Toledo, because of the successful battles waged at Auto-Lite and the Chevrolet plants, has developed a comparatively strong and large progressive group, out to challenge the rotten “leadership” of Dillon. Toledo has therefore become in a certain sense the beacon light for the automobile workers throughout the country. Therefore the Toledo progressives had to be kept out of Detroit at all costs. Therefore even the discredited former business agent of the Toledo federal local 18394 was used by the executive board to put through a motion to have convention delegates hand-picked by the executive board. The president of the union refuses to allow any democratic discussion on the floor; all motions are ruled out of order; the convention call is not even read and twenty cops are stationed at the entrance of the union hall to terrorize the membership and to prevent any distribution of the progressive program.

The Flint Buick local, it will be recalled, wanted to strike in solidarity with Toledo, during the Chevrolet strike. Dillon had a pretty hard time keeping them out of the fight. It was rumored that some progressives were gaining influence in the Flint local. Therefore one of the militants, Killinger, is brought up on charges by Dillon. The executive committee drops the charges; Dillon proceeds to read him out of the union. No troublemakers from Flint must be permitted to disturb the convention at Detroit.
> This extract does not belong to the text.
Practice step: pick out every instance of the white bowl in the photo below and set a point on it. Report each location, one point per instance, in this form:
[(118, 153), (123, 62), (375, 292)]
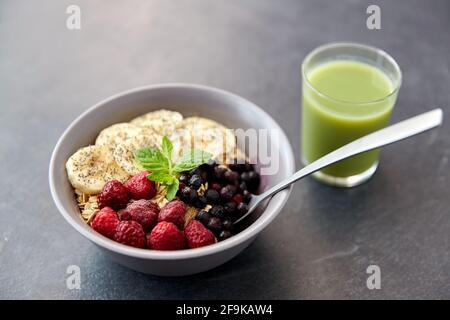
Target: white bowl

Labor Skates “Not Interested”

The progressives are demanding an International union with full jurisdiction over all who work in or around automobile or automobile parts plants. This program is popular with the membership. It corresponds to their interests. The petrified officialdom at Atlantic City, however, have more important matters to worry about than the demands and needs of the automobile workers. These “labor leaders” have their own vested interests to look after. That is why Dillon is so busy “somewhere in the middle West.” That is why the American Federation of Labor is granting charters so hastily to newly organized “large” locals.
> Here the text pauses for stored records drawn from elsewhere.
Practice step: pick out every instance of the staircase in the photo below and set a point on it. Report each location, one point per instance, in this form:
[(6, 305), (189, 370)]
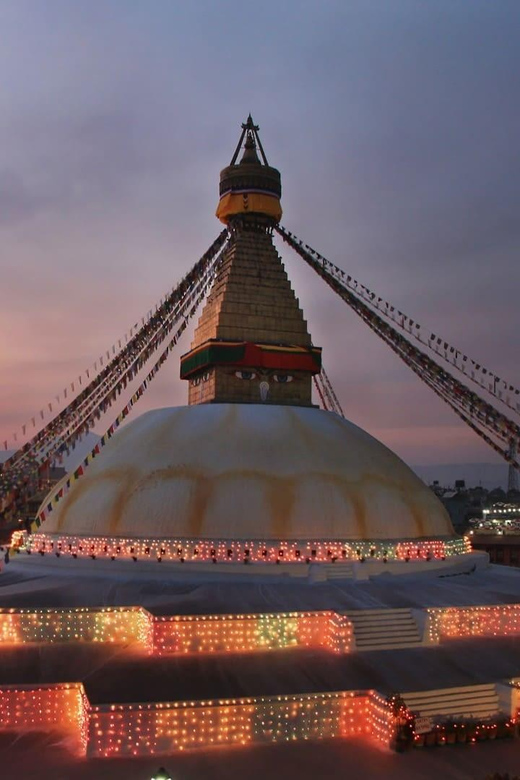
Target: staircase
[(339, 571), (469, 701), (384, 629)]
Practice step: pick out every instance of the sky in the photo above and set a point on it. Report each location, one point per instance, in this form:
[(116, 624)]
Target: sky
[(395, 126)]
Most of the federal unions of the United Automobile Workers are, as is well known, in bad shape. Every attempt at organization has been deliberately sabotaged by the Dillon office. It is becoming increasingly clear why the convention was called at this time, and why a convention of the rubber unions will be called next month. The executive council felt that today they are still strong enough to place their heavy hands around the throat of an automobile International; if they waited, things would perhaps get out of hand.

Obviously they are not leaving things to chance. The Dillon machine is working full steam ahead. The credentials committee will probably be able to report quite a few “large” locals formed “somewhere in the middle west” and receiving charters just in time to participate at the Detroit convention.

The progressives are making preparations to fight any steamrolling tactics of a corrupt bureaucracy. Their forces are probably still too weak to dominate the convention, but they have been effectively innoculated’ against the “virus” of quitting mass unions, because their leaders betray them. They are planning to enlarge their numbers, and strengthen their ranks for the inevitable battles of the future.